Micro-structural and mechanical properties of PVA fiber reinforced engineered cementitious composite incorporating natural and artificial pozzolanic materials under different temperatures

Engineered cementitious composites (ECC), which have high toughness and tensile ductility, as well as multiple fine cracking, satisfy the high safety and durability criteria in the development of sustainable infrastructures. The effect of different temperatures on the mechanical characteristics of polyvinyl alcohol (PVA) reinforced ECC (PVA-ECC) was examined in this work.
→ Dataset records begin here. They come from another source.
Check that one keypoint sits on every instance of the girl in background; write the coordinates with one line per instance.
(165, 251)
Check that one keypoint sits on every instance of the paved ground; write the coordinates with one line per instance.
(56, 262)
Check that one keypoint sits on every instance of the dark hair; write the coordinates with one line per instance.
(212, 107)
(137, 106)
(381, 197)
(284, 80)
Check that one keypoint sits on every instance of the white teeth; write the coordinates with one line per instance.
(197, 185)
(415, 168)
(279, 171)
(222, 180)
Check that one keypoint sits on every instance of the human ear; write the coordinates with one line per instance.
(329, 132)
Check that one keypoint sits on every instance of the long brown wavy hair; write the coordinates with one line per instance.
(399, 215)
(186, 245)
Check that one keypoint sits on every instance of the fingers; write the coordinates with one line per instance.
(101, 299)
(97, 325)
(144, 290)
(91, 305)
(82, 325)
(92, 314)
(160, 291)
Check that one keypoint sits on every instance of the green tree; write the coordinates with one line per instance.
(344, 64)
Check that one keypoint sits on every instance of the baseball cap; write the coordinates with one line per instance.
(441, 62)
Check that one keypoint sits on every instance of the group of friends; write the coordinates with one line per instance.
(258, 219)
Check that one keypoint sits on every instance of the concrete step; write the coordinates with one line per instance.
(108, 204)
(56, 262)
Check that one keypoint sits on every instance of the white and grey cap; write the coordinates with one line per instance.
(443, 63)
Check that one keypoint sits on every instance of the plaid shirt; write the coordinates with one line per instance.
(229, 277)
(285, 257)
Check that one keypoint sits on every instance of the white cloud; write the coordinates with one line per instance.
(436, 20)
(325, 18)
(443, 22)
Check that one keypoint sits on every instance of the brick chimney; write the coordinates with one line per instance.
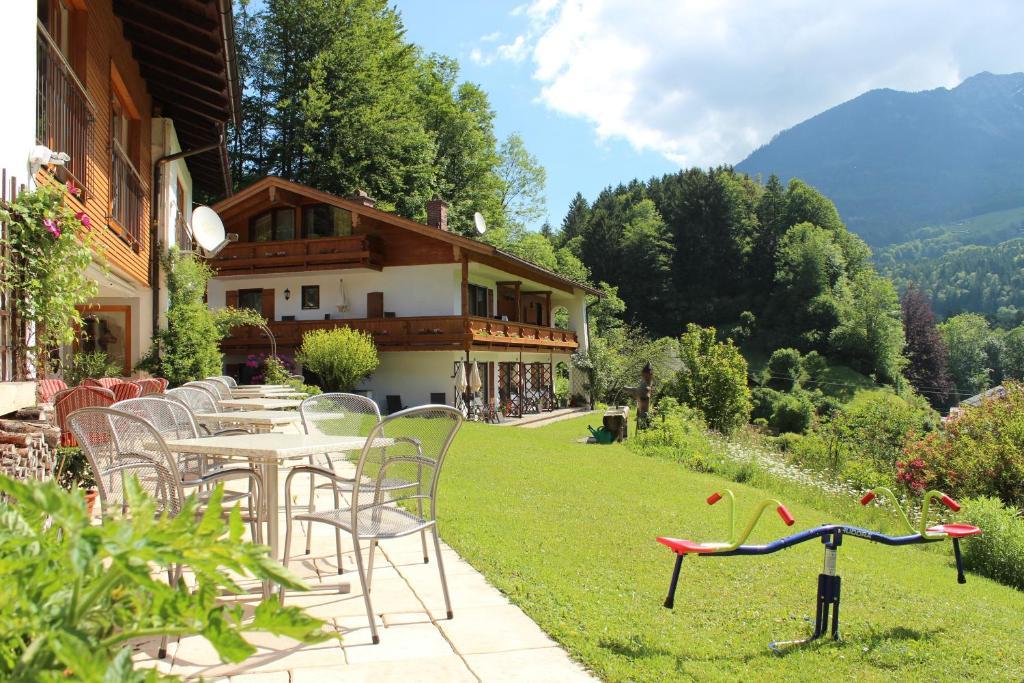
(437, 213)
(360, 197)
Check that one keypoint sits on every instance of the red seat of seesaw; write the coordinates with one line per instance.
(681, 546)
(954, 530)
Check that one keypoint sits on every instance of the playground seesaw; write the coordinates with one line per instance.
(832, 537)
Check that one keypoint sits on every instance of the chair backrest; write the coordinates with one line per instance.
(218, 389)
(126, 390)
(119, 445)
(47, 388)
(151, 385)
(339, 415)
(408, 446)
(197, 398)
(393, 403)
(170, 418)
(69, 400)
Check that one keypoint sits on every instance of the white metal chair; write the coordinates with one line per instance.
(397, 473)
(173, 420)
(337, 415)
(119, 445)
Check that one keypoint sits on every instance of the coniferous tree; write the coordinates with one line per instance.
(928, 360)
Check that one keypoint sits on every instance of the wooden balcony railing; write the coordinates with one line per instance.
(126, 198)
(499, 332)
(64, 111)
(430, 332)
(416, 333)
(313, 254)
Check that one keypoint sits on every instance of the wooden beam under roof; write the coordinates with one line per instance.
(179, 79)
(157, 14)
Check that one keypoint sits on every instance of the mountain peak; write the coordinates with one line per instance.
(894, 161)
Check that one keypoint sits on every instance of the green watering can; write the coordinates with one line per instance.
(601, 435)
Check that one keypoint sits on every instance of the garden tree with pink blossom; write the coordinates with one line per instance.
(928, 360)
(50, 246)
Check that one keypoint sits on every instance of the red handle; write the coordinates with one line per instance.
(949, 503)
(784, 514)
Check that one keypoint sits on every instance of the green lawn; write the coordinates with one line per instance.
(567, 531)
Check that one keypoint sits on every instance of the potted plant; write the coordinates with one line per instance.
(74, 472)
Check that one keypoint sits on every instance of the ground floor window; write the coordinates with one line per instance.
(108, 329)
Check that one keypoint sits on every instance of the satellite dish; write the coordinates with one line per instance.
(481, 225)
(208, 228)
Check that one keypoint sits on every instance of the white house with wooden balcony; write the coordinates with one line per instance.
(430, 298)
(137, 94)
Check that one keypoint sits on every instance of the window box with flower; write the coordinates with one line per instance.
(50, 245)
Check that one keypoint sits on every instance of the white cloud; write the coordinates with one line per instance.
(707, 81)
(514, 51)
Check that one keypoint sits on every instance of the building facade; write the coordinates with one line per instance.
(137, 94)
(431, 299)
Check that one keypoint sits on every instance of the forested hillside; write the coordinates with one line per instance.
(894, 161)
(360, 108)
(770, 265)
(972, 266)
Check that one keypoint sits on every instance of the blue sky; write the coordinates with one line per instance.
(606, 90)
(569, 150)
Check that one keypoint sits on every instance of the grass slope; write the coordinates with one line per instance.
(567, 531)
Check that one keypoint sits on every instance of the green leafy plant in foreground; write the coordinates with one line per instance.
(75, 595)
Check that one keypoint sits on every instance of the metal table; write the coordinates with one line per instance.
(259, 403)
(261, 421)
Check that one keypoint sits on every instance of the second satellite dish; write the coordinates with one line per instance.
(207, 228)
(481, 225)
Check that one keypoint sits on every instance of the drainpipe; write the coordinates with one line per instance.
(158, 182)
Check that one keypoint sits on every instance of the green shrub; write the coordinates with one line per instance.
(981, 453)
(188, 348)
(998, 552)
(792, 413)
(763, 401)
(784, 370)
(91, 365)
(341, 357)
(713, 379)
(76, 595)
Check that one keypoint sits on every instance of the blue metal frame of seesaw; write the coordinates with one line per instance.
(832, 538)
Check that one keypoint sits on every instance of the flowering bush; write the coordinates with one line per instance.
(51, 246)
(980, 453)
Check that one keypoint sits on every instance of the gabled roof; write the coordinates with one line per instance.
(488, 253)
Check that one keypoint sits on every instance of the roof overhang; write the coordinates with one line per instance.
(185, 52)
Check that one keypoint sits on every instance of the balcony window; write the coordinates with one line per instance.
(251, 299)
(324, 220)
(310, 297)
(477, 300)
(273, 225)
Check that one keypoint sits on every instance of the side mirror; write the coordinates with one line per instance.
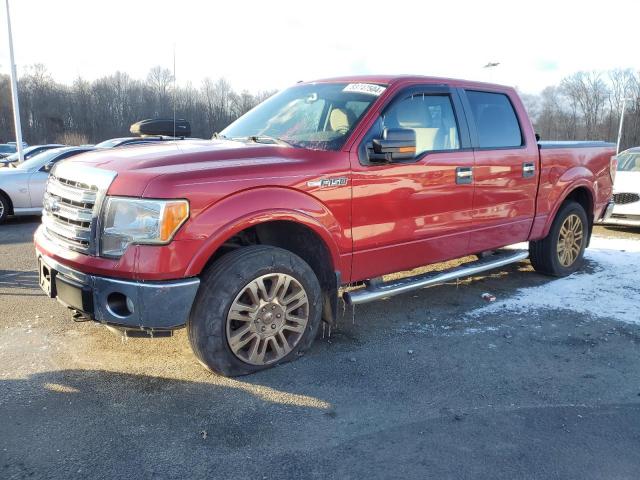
(395, 144)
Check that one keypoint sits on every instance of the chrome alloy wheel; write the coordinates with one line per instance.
(267, 319)
(570, 240)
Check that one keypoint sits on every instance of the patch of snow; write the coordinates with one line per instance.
(611, 290)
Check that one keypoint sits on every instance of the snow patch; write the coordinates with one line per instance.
(611, 290)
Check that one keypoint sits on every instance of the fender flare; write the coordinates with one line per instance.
(580, 182)
(237, 212)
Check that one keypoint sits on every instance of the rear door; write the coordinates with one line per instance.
(417, 211)
(505, 172)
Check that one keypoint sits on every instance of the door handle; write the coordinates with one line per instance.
(528, 169)
(464, 175)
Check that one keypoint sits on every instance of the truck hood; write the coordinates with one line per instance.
(627, 182)
(7, 173)
(137, 166)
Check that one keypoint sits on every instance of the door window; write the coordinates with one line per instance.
(432, 119)
(496, 120)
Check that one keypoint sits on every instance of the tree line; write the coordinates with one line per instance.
(583, 106)
(588, 106)
(92, 111)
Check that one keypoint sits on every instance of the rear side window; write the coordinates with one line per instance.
(496, 120)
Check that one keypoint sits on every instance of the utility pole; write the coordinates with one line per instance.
(14, 89)
(624, 106)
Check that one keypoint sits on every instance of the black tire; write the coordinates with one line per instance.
(544, 253)
(4, 208)
(222, 282)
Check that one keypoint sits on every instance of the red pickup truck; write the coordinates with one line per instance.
(247, 239)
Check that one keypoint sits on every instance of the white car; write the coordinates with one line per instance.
(626, 190)
(22, 187)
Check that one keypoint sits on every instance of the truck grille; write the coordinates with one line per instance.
(624, 198)
(72, 204)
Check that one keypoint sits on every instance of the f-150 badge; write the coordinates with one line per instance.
(328, 182)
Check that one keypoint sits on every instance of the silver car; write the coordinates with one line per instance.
(22, 187)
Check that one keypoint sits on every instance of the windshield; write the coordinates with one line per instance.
(14, 157)
(41, 159)
(316, 116)
(629, 162)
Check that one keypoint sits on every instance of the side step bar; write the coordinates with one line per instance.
(379, 290)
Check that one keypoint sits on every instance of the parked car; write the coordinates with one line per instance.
(28, 152)
(22, 187)
(246, 239)
(8, 148)
(626, 190)
(152, 130)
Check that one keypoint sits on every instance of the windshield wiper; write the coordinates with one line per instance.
(266, 139)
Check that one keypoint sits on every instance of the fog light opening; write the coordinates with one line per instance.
(119, 304)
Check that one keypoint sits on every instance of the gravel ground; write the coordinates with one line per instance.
(411, 387)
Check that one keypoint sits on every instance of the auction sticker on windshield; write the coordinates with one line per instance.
(368, 88)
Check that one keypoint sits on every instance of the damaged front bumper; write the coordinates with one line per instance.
(128, 304)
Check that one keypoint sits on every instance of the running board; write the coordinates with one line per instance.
(379, 290)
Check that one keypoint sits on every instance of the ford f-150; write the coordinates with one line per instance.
(248, 238)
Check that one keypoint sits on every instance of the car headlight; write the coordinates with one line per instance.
(128, 221)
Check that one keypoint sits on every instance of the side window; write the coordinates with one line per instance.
(431, 117)
(496, 120)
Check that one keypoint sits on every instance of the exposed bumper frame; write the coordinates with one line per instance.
(608, 211)
(163, 305)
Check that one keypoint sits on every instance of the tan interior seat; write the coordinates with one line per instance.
(412, 117)
(339, 120)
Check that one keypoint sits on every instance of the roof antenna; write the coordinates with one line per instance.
(174, 90)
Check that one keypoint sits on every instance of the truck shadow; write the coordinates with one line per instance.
(445, 305)
(58, 413)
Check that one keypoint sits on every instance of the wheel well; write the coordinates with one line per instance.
(583, 197)
(2, 193)
(298, 239)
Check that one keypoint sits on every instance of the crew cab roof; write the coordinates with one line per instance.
(393, 79)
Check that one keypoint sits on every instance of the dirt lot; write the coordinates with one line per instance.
(438, 384)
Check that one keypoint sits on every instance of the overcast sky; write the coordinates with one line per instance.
(260, 45)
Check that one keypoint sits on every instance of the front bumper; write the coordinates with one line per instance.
(608, 211)
(161, 305)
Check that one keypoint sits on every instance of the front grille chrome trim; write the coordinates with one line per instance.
(73, 204)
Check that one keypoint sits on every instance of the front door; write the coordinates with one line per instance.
(418, 211)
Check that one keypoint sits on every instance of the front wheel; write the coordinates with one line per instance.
(561, 252)
(257, 307)
(4, 208)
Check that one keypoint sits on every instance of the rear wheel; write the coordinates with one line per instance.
(561, 252)
(257, 307)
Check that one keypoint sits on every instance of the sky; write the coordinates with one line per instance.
(272, 44)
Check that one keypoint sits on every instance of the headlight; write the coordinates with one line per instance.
(129, 221)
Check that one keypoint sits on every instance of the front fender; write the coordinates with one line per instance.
(229, 216)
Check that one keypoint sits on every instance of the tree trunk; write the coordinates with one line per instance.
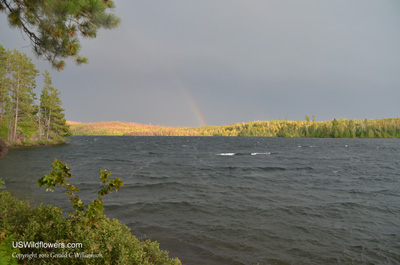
(48, 125)
(14, 137)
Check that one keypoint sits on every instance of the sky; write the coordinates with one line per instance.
(218, 62)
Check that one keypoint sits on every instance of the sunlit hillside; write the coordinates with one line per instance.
(337, 128)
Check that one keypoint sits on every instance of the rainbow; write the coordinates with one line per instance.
(190, 100)
(167, 68)
(186, 93)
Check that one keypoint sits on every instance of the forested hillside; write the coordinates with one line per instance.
(25, 118)
(337, 128)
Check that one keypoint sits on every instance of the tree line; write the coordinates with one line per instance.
(23, 116)
(337, 128)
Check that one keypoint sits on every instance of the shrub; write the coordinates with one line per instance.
(108, 240)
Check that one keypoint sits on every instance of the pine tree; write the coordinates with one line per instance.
(51, 114)
(53, 25)
(19, 111)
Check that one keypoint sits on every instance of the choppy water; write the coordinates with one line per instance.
(223, 200)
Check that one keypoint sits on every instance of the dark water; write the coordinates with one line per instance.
(238, 200)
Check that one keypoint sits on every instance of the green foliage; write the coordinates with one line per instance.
(2, 184)
(6, 249)
(3, 131)
(21, 120)
(383, 128)
(59, 176)
(97, 233)
(53, 26)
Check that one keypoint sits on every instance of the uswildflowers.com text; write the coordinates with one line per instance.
(41, 244)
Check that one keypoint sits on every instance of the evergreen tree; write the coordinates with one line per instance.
(51, 114)
(19, 111)
(53, 25)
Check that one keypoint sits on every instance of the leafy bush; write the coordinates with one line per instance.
(110, 240)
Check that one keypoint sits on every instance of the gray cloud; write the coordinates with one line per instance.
(239, 61)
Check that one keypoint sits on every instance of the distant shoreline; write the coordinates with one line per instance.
(337, 128)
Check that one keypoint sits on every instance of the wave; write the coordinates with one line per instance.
(236, 154)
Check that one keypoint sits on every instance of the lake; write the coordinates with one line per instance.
(250, 200)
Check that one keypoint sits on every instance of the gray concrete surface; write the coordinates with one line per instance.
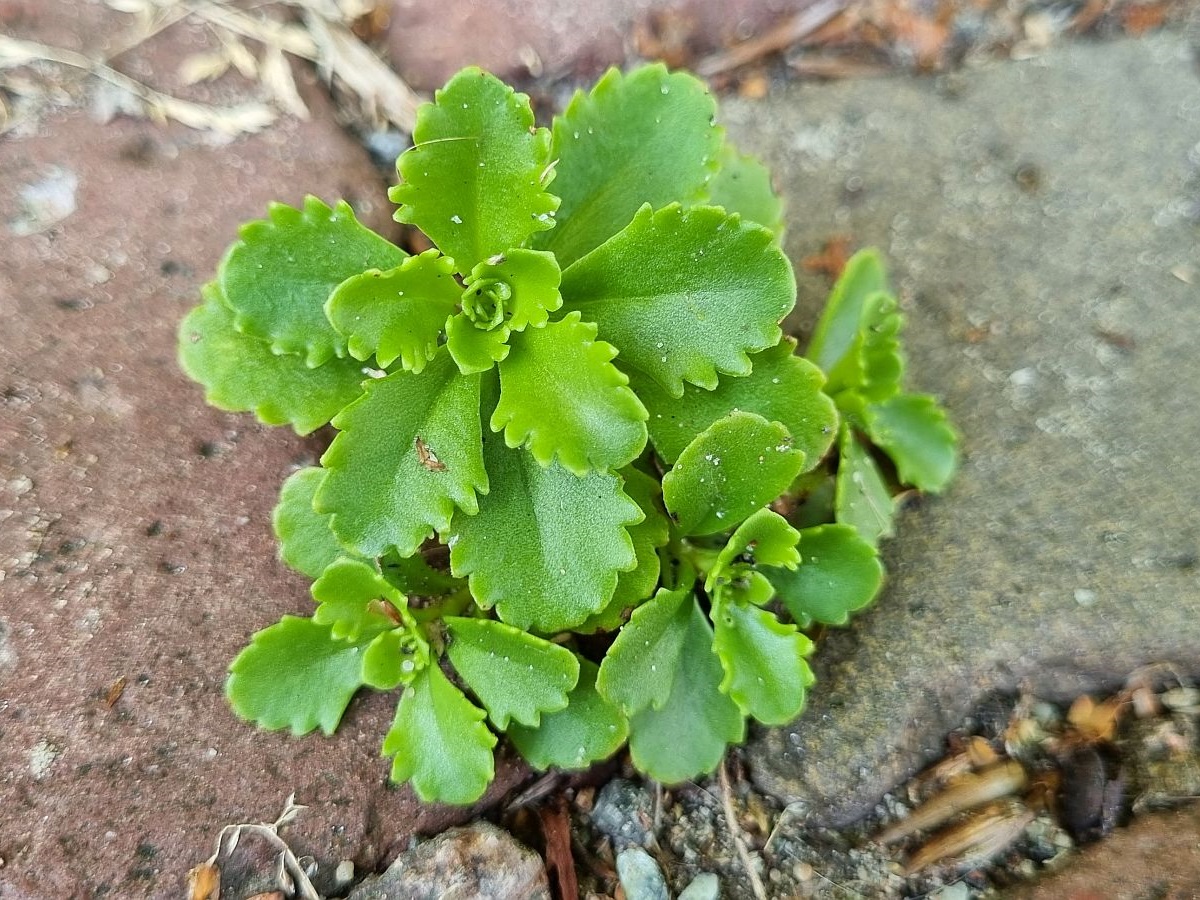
(1043, 223)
A study was conducted to compare the modulus of elasticity, tensile strength, and compressive strength of samples containing various dosages of three available pozzolans: zeolites (ZE), fly ash (FA), and ground granulated blast furnace slag (GGBS), as well as silica fume (SF). Scanning electron microscopy was used to examine the microstructure of PVA-ECC samples subjected to various high temperatures (SEM). For 1 h, all specimens were exposed to temperatures of 150, 100, 50, and 20 degrees C. The experimental findings revealed that when the temperature rises to 50 degrees, all three mechanical parameters, modulus of elasticity, tensile strength, and compressive strength, increase, then drop. The study of the microstructure of PVA-ECC reveals a basic explanation for the loss of macro mechanical characteristics. Finally, using ANOVA analysis, the relationship between independent parameters such as the age of the sample (AS), temperature (T), and water to pozzolan materials (W/P), and dependent parameters (i.e., compressive strength, tensile strength, and modulus of elasticity) was evaluated, and the multivariate linear regression (MLR) and the artificial neural network (ANN) were shown to be useful for modeling.